A federal bankruptcy judge approved the sale of a notoriously troubled Oakland hotel to a non-profit group. The owner of the Empyrean Towers has since been stripped of control of the building and filed for bankruptcy.
The City Attorney's Office announced Tuesday that a bankruptcy judge had approved the potential sale of the property to the Berkeley-based affording housing non-profit group Resources for Community Development (RCD), paving the way for what tenants and their attorneys hope is reform at the hotel.
2 Investigates first exposed dangerous and unsanitary conditions at the Empyrean Towers more than a year ago. Uncover camera revealed fire damage, broken toilets, missing smoke detectors, and uncollected garbage among the problems on a long list of complaints reported by tenants.
On Tuesday KTVU cameras went back to the building that's undergone what appears to be a major facelift. New paint, light fixtures, heating system and hot water heater has been added to the building.

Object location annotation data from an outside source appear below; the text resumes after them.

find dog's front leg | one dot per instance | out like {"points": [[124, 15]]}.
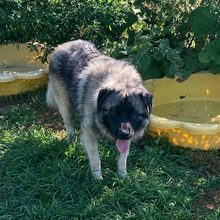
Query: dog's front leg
{"points": [[122, 165], [90, 144]]}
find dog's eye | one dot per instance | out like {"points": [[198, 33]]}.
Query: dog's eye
{"points": [[114, 110], [132, 111]]}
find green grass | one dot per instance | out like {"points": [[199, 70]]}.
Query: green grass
{"points": [[44, 177]]}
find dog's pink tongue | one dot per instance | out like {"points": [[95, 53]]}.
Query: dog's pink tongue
{"points": [[123, 145]]}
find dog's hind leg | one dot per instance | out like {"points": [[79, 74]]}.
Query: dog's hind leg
{"points": [[57, 98], [122, 165]]}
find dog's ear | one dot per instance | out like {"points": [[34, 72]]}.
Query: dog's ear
{"points": [[147, 99], [103, 94]]}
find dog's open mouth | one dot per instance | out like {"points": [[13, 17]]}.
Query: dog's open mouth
{"points": [[123, 145]]}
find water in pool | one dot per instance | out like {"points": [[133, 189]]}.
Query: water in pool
{"points": [[16, 69], [200, 111]]}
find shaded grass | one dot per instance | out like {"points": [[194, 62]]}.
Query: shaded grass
{"points": [[44, 177]]}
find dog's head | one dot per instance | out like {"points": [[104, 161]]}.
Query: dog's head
{"points": [[123, 117]]}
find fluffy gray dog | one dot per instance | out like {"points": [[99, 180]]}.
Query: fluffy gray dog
{"points": [[108, 96]]}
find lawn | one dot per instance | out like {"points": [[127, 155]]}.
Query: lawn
{"points": [[44, 177]]}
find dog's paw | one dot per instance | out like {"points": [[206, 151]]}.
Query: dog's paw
{"points": [[97, 174], [122, 174]]}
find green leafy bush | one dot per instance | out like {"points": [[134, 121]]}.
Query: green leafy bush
{"points": [[47, 23], [172, 37]]}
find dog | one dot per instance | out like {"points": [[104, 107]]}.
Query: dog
{"points": [[107, 95]]}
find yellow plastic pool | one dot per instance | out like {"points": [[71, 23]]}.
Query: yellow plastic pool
{"points": [[19, 70], [188, 113]]}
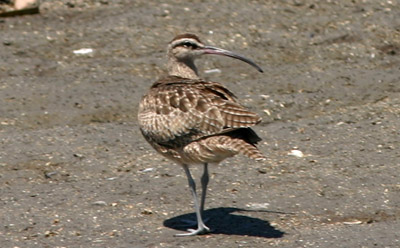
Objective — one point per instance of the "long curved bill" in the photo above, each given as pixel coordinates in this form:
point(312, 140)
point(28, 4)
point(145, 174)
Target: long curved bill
point(219, 51)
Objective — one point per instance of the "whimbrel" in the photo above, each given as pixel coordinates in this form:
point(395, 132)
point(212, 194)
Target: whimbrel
point(193, 121)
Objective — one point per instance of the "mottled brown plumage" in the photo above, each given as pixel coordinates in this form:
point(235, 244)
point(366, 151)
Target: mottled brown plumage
point(192, 121)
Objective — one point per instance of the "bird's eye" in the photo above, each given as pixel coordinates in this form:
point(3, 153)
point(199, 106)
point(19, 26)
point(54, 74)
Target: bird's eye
point(189, 44)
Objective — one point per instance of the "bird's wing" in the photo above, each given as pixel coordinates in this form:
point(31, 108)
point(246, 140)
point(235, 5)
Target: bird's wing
point(184, 111)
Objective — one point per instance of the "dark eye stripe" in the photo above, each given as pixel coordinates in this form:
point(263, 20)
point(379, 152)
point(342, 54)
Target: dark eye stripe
point(187, 44)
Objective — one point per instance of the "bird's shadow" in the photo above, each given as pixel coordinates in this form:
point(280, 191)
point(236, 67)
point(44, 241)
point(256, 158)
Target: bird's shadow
point(223, 221)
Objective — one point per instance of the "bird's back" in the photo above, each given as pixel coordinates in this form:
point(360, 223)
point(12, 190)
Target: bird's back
point(194, 121)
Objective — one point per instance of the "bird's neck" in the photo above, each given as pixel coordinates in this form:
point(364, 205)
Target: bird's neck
point(182, 68)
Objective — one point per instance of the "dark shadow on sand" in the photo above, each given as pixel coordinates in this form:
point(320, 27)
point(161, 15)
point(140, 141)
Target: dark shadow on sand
point(223, 221)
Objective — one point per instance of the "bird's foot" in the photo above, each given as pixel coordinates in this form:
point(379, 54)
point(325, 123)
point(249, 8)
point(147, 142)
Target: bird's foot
point(202, 229)
point(191, 223)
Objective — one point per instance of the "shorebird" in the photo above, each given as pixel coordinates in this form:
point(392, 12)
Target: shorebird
point(193, 121)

The property has come a long way since when KTVU went undercover back in January of 2015. At that time residents showed us holes in the wall, bacteria in their water, a broken elevator and what appeared to be raw sewage dripping down the walls.
"They have suffered for years. In terrible conditions bedbugs ceiling leaks mold mildew rodents cockroaches. They're survivors living through these conditions and just hoping for a better day," says the tenants attorney Anne Tamiko Omura, who told 2 Investigates she was "cautiously optimisitc" about the potential deal with RCD.
"I will feel better when everything has gone through. There are still a lot of hurdles we've got to meet," says Omura.
Those hurdles include fixing that still broken elevator, plumbing and frequent power outages that residents say prevents them from cooking.
"We got four different rooms on one circuit breaker. So if we try to use like a toaster oven. Then the power keeps going out," says tenant Johann Scott.
It's persistent problems like those that residents say should take priority over cosmetic fixes like new paint and furniture. In the meantime, tenants say they're living with uncertainty, waiting to see what happens when new management comes in.
"If you try to go up on the rent. Then fix the problems too as you're going," says Scott.
In May 2015, tenants were forced out of the building by a serious health scare when investigators found coliform bacteria in the water in one of the pipes. Some residents told 2 Investigates by the time is was discovered they already drank the water and had gotten sick.
The City of Oakland filed suit against the owners of Empyrean Towers last year, accusing management of illegal evictions, failing to make repairs and for creating a public nuisance. Inspectors documented dozens of problems including broken windows, faulty plumbing, and an elevator that was frequently out of service.
After dodging 2 Investigates' cameras for months, KTVU finally caught up with owner Alice Tse in court last July. She agreed to a deal that would provide $500,000 for a long list of overdue repairs. But within the month, Tse had filed for bankruptcy and control of the property was handed over to a Chapter 11 trustee.
The trustee and Oakland's City Attorney requested the sale, which can take up to 18 months to complete. After that it's estimated the property will need more than $10 million in renovations.
To make sure that happens the City Attorney says this case will be her top priority to ensure tenants have safe and affordable housing.
"We have the coordination of the court and all of its power. The trustee, we had a receiver appointed at the superior court level . We have my office pursuing this," says Oakland City Attorney Barbara Parker.
The RCD has until the end of the year to raise the funding needed to purchase the building. Part of the court’s decision requires that the building is maintained as affordable housing for at least 55 years.